The best model was Whisper M with a max pooling and oversampling method. Our methods achieved good detection performance for all symptoms, depression (Patient Health Questionnaire-9: area under the curve [AUC]=0.76; F-score=0.49 and Beck Depression Inventory: AUC=0.78; F-score=0.65), anxiety (Generalized Anxiety Disorder 7-item scale: AUC=0.77; F-score=0.50), insomnia (Athens Insomnia Scale: AUC=0.73; F-score=0.62), and fatigue (Multidimensional Fatigue Inventory total score: AUC=0.68; F-score=0.88). The system performed well when it needed to abstain from making predictions, as demonstrated by low abstention rates in depression detection with the Beck Depression Inventory and fatigue, with risk-coverage AUCs below 0.4. Individual symptom scores were accurately predicted (correlations were all significant with Pearson strengths between 0.31 and 0.49). Fairness analysis revealed that models were consistent for sex (average disparity ratio [DR] 0.86, SD 0.13), to a lesser extent for education level (average DR 0.47, SD 0.30), and worse for age groups (average DR 0.33, SD 0.30).

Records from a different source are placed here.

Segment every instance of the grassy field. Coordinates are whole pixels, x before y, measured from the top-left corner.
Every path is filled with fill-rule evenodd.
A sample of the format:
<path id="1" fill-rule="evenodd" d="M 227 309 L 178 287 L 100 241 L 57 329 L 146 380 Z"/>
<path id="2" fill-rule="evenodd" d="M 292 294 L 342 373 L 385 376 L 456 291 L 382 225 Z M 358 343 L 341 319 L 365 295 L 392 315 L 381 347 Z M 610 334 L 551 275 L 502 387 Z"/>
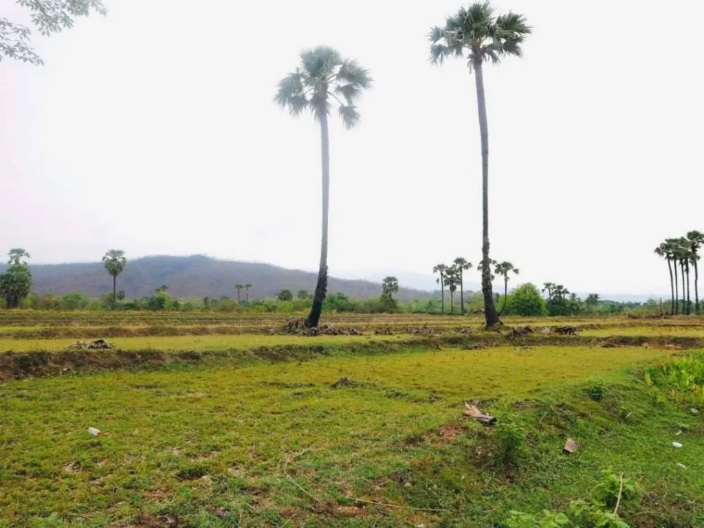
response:
<path id="1" fill-rule="evenodd" d="M 8 323 L 0 332 L 15 336 L 0 339 L 0 351 L 58 352 L 72 341 L 13 334 L 21 329 L 13 321 L 46 327 L 47 319 L 65 317 L 44 315 L 0 312 Z M 73 315 L 67 326 L 115 323 Z M 149 325 L 149 315 L 123 322 Z M 250 325 L 283 324 L 248 318 Z M 434 322 L 478 327 L 470 318 L 409 316 L 335 324 L 352 318 L 367 332 Z M 168 324 L 193 326 L 191 319 L 172 316 Z M 699 322 L 539 322 L 592 325 L 582 333 L 606 337 L 646 336 L 667 325 L 667 339 L 689 335 Z M 237 323 L 230 315 L 219 324 Z M 620 510 L 629 525 L 704 526 L 704 399 L 691 383 L 656 386 L 643 373 L 700 352 L 548 341 L 465 350 L 444 333 L 432 346 L 406 346 L 407 338 L 116 337 L 111 341 L 121 349 L 303 344 L 324 351 L 149 370 L 82 372 L 79 362 L 68 375 L 1 384 L 0 527 L 489 528 L 512 510 L 564 511 L 589 499 L 610 467 L 641 489 L 640 502 Z M 498 425 L 463 417 L 465 401 L 479 401 Z M 90 436 L 89 427 L 103 435 Z M 561 453 L 568 436 L 581 444 L 570 456 Z M 684 447 L 674 448 L 674 441 Z"/>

This study demonstrates the potential of speech-based systems for multifaceted mental health assessment in the general population, not only for detecting clinical thresholds but also for estimating their severity. Addressing fairness and incorporating uncertainty estimation with selective classification are key contributions that can enhance the clinical utility and responsible implementation of such systems.

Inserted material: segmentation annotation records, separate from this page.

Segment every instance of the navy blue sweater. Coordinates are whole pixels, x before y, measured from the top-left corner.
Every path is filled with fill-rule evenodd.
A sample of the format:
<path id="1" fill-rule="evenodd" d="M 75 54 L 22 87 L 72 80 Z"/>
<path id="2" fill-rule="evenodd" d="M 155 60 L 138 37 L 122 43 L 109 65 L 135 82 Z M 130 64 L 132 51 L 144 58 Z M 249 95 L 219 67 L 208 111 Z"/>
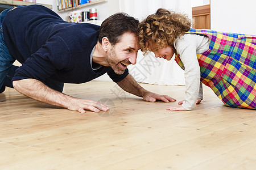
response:
<path id="1" fill-rule="evenodd" d="M 34 78 L 44 82 L 81 83 L 106 73 L 115 82 L 122 80 L 110 67 L 92 69 L 90 56 L 100 27 L 71 23 L 42 6 L 19 7 L 7 13 L 3 23 L 5 42 L 11 55 L 22 63 L 13 80 Z"/>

虽然语音分析在心理健康评估方面具有很大的潜力,但研究通常侧重于单一症状,尽管症状的共同出现和相互作用。此外,心理健康领域的预测模型并没有正确评估基于语音的系统的局限性,例如不确定性或对安全临床部署的公平性。
我们研究了移动采集的语音数据在检测和估计抑郁、焦虑、疲劳和失眠方面的预测潜力,重点关注一般人群中除了准确性之外的其他因素。

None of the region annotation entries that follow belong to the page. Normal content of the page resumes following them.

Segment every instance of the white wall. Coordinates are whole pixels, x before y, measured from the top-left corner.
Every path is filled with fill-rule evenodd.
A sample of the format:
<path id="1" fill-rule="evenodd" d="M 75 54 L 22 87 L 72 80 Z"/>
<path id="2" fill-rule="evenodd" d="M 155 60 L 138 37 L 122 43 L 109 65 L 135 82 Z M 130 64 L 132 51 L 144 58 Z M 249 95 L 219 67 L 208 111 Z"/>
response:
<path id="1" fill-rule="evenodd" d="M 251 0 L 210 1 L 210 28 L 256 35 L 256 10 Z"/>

我们纳入了 865 名健康成年人,并记录了他们对自己的心理和睡眠状态的感知。我们询问他们的感觉如何,以及他们最近是否睡得好。我们还使用了临床验证的问卷来测量抑郁、焦虑、失眠和疲劳的严重程度。我们开发了一种新的语音和机器学习管道,涉及语音活动检测、特征提取和模型训练。我们使用经过预训练的深度学习模型自动建模语音,这些模型是在一个大型、开放和免费的数据库上进行预训练的,我们在验证集上选择了最好的模型。基于最佳语音建模方法,我们评估了临床阈值检测、个体评分预测、模型不确定性估计以及人口统计学(年龄、性别和教育)方面的性能公平性。我们在所有评估中使用了训练-验证-测试分割:开发我们的模型、选择最佳模型以及评估保留数据的可泛化性。
最佳模型是 Whisper M 与最大池化和过采样方法。我们的方法在所有症状的检测性能都很好,包括抑郁(患者健康问卷-9:曲线下面积[AUC]=0.76;F 分数=0.49 和贝克抑郁量表:AUC=0.78;F 分数=0.65)、焦虑(广泛性焦虑障碍 7 项量表:AUC=0.77;F 分数=0.50)、失眠(雅典失眠量表:AUC=0.73;F 分数=0.62)和疲劳(多维疲劳量表总分:AUC=0.68;F 分数=0.88)。当系统需要避免进行预测时,它的表现也很好,这一点从贝克抑郁量表和疲劳的抑郁检测中低的回避率得到了证明,风险覆盖率 AUC 低于 0.4。个体症状评分被准确预测(相关性均具有统计学意义,皮尔逊相关强度介于 0.31 和 0.49 之间)。公平性分析表明,模型在性别方面是一致的(平均差异比[DR]为 0.86,标准差为 0.13),在教育程度方面的一致性稍差(平均 DR 为 0.47,标准差为 0.30),在年龄组方面的一致性更差(平均 DR 为 0.33,标准差为 0.30)。
本研究证明了基于语音的系统在一般人群中进行多方面心理健康评估的潜力,不仅可以用于检测临床阈值,还可以用于估计其严重程度。解决公平性问题并结合选择性分类的不确定性估计是增强此类系统的临床实用性和负责任实施的关键贡献。